(January 18, 2021 at 10:33 pm)Grandizer Wrote: But what I was trying to get at is why the selectivity of which of these are Persons and which are just names?
I don't know!
Is it because something like the Good is an attribute, whereas the persons of the Trinity are not? Though this may just kick it down the road -- why is the Good an attribute and not a person...?
Quote: Furthermore, how is the distinction of Persons in God reconciled with the notion that God is strictly simple? Isn't there not supposed to be any distinction within God as understood by theologians like Aquinas?
Here I think we're into the "it's just a mystery" portion of the argument.

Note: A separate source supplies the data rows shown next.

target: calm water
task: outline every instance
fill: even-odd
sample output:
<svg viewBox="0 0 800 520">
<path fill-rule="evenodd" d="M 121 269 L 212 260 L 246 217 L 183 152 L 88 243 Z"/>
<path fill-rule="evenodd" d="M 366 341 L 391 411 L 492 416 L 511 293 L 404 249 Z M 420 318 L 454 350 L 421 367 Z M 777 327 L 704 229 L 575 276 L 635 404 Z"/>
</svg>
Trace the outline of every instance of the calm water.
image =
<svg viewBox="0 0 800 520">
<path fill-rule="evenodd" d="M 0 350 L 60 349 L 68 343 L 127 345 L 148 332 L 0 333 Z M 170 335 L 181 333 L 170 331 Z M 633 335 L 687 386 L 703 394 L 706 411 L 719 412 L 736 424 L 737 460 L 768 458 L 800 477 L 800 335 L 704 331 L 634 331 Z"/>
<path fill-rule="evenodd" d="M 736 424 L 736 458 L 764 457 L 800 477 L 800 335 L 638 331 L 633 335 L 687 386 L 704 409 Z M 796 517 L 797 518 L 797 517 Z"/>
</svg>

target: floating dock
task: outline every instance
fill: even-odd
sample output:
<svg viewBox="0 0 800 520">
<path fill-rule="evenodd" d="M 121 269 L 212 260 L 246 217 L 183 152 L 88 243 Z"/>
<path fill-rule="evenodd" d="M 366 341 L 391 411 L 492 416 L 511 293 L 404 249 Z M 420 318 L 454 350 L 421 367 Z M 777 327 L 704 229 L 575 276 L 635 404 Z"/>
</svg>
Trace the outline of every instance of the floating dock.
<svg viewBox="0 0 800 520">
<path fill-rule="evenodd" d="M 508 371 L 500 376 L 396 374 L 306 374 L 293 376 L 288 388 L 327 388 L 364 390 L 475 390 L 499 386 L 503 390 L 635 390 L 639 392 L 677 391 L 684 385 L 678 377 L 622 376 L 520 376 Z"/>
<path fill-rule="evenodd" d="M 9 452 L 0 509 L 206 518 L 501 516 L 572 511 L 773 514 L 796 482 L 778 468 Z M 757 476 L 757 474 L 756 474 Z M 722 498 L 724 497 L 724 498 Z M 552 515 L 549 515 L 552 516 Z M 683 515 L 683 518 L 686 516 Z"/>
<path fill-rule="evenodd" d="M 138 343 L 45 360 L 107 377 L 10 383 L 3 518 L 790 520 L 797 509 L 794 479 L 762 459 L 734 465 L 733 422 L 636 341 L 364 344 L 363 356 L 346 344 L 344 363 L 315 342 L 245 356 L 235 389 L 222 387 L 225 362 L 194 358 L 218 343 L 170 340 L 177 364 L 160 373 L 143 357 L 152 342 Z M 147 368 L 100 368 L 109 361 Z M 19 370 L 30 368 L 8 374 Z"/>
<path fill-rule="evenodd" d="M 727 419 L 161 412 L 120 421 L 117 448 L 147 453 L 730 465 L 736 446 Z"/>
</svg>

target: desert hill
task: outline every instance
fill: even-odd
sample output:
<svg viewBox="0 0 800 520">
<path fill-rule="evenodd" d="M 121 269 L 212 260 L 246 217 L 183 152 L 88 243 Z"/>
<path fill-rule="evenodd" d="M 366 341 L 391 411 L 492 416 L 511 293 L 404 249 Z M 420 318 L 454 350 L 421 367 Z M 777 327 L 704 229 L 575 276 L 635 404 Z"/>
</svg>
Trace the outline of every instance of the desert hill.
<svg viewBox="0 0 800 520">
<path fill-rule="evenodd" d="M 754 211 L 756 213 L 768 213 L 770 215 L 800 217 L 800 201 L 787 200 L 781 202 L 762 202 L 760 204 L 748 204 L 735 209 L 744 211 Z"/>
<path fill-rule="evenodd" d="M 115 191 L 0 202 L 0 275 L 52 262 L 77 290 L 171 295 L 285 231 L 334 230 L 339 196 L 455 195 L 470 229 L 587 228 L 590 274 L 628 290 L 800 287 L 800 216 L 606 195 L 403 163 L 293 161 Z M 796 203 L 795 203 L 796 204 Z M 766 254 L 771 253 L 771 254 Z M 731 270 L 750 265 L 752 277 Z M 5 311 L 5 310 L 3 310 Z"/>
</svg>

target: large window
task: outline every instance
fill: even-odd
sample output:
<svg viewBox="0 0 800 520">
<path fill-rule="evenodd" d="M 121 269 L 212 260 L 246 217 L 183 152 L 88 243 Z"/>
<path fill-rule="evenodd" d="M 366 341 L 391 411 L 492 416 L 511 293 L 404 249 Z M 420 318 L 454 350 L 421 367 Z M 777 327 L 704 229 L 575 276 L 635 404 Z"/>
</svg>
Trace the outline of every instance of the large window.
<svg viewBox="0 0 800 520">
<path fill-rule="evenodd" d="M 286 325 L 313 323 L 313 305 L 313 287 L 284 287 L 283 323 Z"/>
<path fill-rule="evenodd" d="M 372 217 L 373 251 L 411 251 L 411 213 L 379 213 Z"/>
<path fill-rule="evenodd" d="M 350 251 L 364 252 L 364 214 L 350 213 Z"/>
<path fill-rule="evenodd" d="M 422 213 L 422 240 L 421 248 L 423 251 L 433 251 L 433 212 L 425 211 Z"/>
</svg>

As I recall, when they make a distinction between natural theology and revealed theology, the Trinity is the example they usually give of the latter. So as you know, natural theology is the part that can be proved through logic, and therefore grasped by human understanding, whereas revealed stuff like the Trinity can't. It can be described by humans but not understood, in the way that rats can't understand prime numbers (allegedly).
The obvious explanation for non-believers is that the Bible mentions the Father, Son, and Holy Spirit separately, and the concept of the Trinity was cobbled together later to assert that Christianity isn't as polytheistic as those things would make it appear.
I'm thinking that there were serious Christians, like Isaac Newton, who rejected the idea of the Trinity, for just those reasons.